Lilian, who was by his side, gave a slight scream. “Uncle,” she cried, “it looks like—like Bingo!”
The colonel turned suddenly upon me. “Do you hear?” he demanded, in a choked voice. “You hear what she says? Can’t you speak out? Is that our Bingo?”
I gave it up at last; I only longed to be allowed to crawl away under something! “Yes,” I said in a dull whisper, as I sat down heavily on a garden seat, “yes . . . that’s Bingo . . . misfortune . . . shoot him . . . quite an accident!”
There was a terrible explosion after that; they saw at last how I had deceived them, and put the very worst construction upon everything. Even now I writhe impotently at times, and my cheeks smart and tingle with humiliation, as I recall that scene—the colonel’s very plain speaking, Lilian’s passionate reproaches and contempt, and her aunt’s speechless prostration of disappointment.
I made no attempt to defend myself; I was not, perhaps, the complete villain they deemed me, but I felt dully that no doubt it all served me perfectly right.
Still I do not think I am under any obligation to put their remarks down in black and white here.
Travers had vanished at the first opportunity—whether out of delicacy, or the fear of breaking out into unseasonable mirth, I cannot say; and shortly afterward the others came to where I sat silent with bowed head, and bade me a stern and final farewell.
And then, as the last gleam of Lilian’s white dress vanished down the garden path, I laid my head down on the table among the coffee-cups, and cried like a beaten child.
I got leave as soon as I could, and went abroad. The morning after my return I noticed, while shaving, that there was a small square marble tablet placed against the wall of the colonel’s garden. I got my opera-glass and read—and pleasant reading it was—the following inscription:
IN AFFECTIONATE MEMORY OF B I N G O, SECRETLY AND CRUELLY PUT TO DEATH, IN COLD BLOOD, BY A NEIGHBOUR AND FRIEND. JUNE, 1881.
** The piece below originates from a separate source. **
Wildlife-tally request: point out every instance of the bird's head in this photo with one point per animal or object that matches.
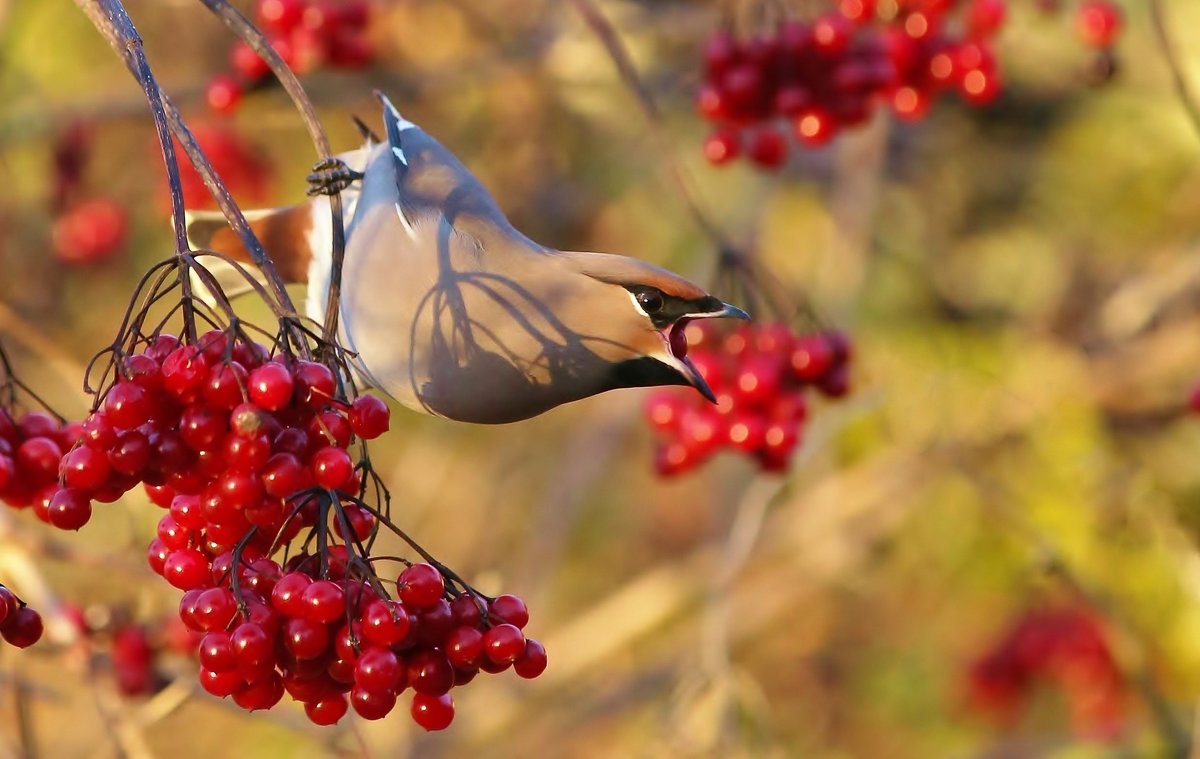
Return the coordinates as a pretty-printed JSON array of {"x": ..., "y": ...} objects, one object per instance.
[{"x": 639, "y": 315}]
If this explanation of mine ever reaches my neighbours’ eyes, I humbly hope they will have the humanity either to take away or tone down that tablet. They cannot conceive what I suffer when curious visitors insist, as they do every day, on spelling out the words from our windows, and asking me countless questions about them!
Sometimes I meet the Curries about the village, and as they pass me with averted heads I feel myself growing crimson. Travers is almost always with Lilian now. He has given her a dog,—a fox-terrier,—and they take ostentatiously elaborate precautions to keep it out of my garden.
I should like to assure them here that they need not be under any alarm. I have shot one dog.